On 26 November 2021, Nandish Madhu - Director of Product Development for Cloud Engineering and Operations at Intuit - responded to Pravanjan’s presentation on cloud cost mental models. He drew upon the experiences of optimizing cloud costs infrastructure at Intuit.
Intuit gained valuable lessons during the transition from on-prem data center set-up to cloud computing. The company is now one hundred percent on the cloud with Amazon Web Services (AWS) as their main provider, and some other providers. Minimizing rates (for cloud spends) at Intuit are largely attributed to enterprise discounts, securing reserved instances and savings plans.
Below are some of the highlights from Nandish’s response:
- Intuit consumes close to 20 million cloud resources across 15 regions and performs extensive analytics on cloud cost management and optimization.
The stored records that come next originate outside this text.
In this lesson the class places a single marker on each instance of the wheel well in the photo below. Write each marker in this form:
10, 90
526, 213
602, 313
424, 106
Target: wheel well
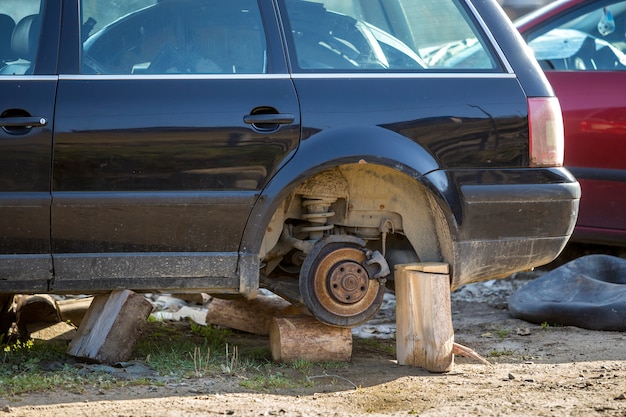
392, 211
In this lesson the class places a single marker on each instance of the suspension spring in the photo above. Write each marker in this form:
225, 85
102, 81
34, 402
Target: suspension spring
318, 212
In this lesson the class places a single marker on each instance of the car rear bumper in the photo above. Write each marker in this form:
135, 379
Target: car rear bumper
507, 220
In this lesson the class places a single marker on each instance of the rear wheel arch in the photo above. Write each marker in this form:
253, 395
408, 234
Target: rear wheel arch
392, 213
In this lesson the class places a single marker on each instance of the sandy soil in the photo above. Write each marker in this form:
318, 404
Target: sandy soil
536, 371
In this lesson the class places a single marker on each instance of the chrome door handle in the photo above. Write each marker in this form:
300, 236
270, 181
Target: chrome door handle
23, 121
271, 119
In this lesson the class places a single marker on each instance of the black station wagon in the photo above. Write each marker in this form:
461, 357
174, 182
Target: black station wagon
303, 146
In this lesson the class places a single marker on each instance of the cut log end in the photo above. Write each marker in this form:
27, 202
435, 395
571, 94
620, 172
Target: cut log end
294, 338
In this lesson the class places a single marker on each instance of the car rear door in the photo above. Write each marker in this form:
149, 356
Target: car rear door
28, 86
178, 114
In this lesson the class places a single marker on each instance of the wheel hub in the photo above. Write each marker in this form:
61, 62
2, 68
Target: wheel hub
341, 284
336, 283
348, 282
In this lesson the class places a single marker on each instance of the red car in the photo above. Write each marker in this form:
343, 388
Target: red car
581, 46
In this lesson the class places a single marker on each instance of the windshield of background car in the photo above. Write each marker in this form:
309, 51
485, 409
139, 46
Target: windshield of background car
385, 35
590, 39
173, 37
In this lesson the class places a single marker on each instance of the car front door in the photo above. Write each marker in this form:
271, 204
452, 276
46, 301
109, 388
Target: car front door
28, 87
171, 116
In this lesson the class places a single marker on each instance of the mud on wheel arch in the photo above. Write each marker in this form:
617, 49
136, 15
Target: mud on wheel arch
332, 243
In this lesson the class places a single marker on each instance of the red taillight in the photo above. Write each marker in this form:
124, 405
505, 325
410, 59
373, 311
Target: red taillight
545, 124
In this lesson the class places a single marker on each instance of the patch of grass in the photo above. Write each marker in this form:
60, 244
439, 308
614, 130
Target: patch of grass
503, 333
378, 345
35, 366
499, 353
On a busy day, Intuit’s teams process up to 40 billion rows of data as part of cost analytics.
- To manage costs in the cloud, Intuit practices Cloud Financial Operations (FinOps) model. The aim is to bring transparency and visibility on cloud cost spend and to optimize cloud consumption to all the employees in the organization, including the financers, developers and leaders.
- Intuit’s operations are complex because of multiple business units and employees, with different levels of cloud service consumption. There is a need for a cost optimization programme which identifies leakages. Optimization of cloud cost is primarily driven by establishing design best practices and cost sensors to identify inefficiencies in resource utilizations. Cost sensors perform automated audits which look for unused and underutilized resources and sub-optimal design patterns. This audit provides rich metrics and analytics around the data obtained. The insights are conveyed to the developers so that they know how to manage expenditure.
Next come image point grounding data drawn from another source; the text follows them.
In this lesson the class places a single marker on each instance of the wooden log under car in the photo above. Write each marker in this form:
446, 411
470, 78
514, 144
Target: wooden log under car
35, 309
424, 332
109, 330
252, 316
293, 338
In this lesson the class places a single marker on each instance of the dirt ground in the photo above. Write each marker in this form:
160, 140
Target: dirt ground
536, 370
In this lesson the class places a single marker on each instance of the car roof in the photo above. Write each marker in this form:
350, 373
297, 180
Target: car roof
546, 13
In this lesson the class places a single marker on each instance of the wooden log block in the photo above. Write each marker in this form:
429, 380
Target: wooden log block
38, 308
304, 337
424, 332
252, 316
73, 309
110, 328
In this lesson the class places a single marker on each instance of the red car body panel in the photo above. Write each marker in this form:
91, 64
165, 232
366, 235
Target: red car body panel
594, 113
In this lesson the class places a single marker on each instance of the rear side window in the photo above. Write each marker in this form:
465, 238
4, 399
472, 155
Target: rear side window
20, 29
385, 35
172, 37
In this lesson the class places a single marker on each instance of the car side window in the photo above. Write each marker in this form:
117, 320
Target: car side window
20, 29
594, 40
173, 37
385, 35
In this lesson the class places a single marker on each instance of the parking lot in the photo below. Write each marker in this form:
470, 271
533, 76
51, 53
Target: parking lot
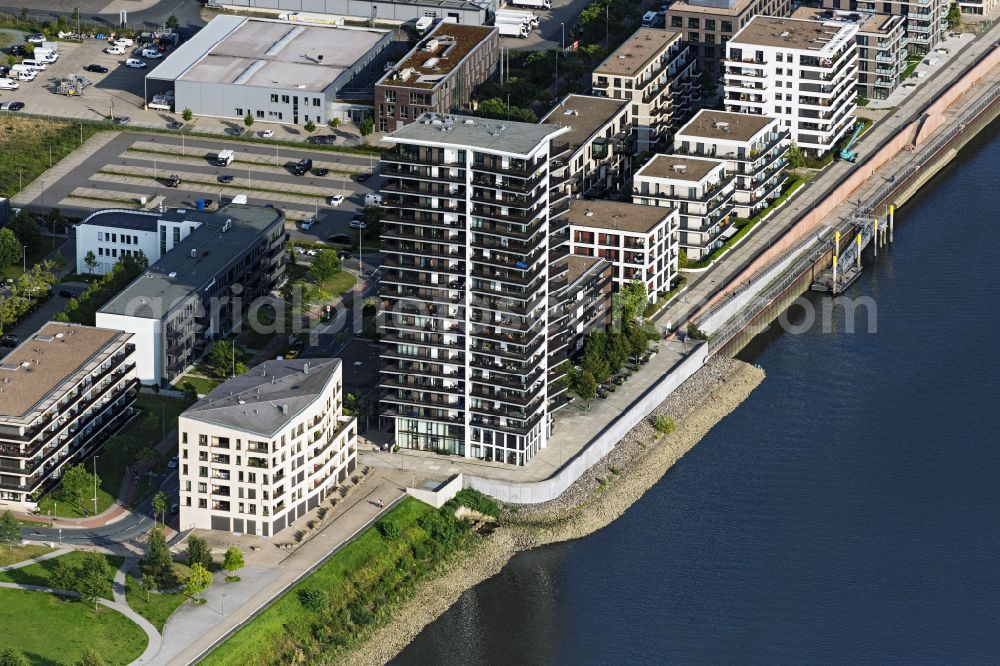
122, 169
Identified inefficiencies are addressed through well-established processes and tooling that include centralized remediation as well as shared ownership across various business units.
- Developers are given resources that help them to understand cloud costs (and to encourage a culture of innovation). Mainly, any developer in Inuit can obtain an AWS learning account to experiment. This is paid for by the company. There is a simultaneous system of auto termination of accounts to prevent the accumulation of unused accounts.
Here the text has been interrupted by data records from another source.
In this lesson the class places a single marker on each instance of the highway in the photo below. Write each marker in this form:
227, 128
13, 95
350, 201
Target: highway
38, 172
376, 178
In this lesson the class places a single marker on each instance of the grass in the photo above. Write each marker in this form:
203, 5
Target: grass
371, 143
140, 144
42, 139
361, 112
- In a large company, it is hard to get people to read reports and follow cost-cutting practices. Business units are given a threshold wastage percentage that they must not exceed. This makes business unit leaders accountable and provides an incentive to make sure that their teams do not cross the wastage threshold.
To facilitate cross department understanding, Intuit built a common dashboard so that everyone is aware of the budget, and is able to ask themselves questions like, “if I add this new service, how will it impact the overall cost?”. The key is to make sure that everyone in the organization is empowered, and has a sense of ownership around cost management.
- Over time, Intuit has found that cost optimization is only possible when each team has separate billing.
This summary is compiled by Chantal Janine D’Costa, with review and edits by Nandish Madhu and Zainab Bawa.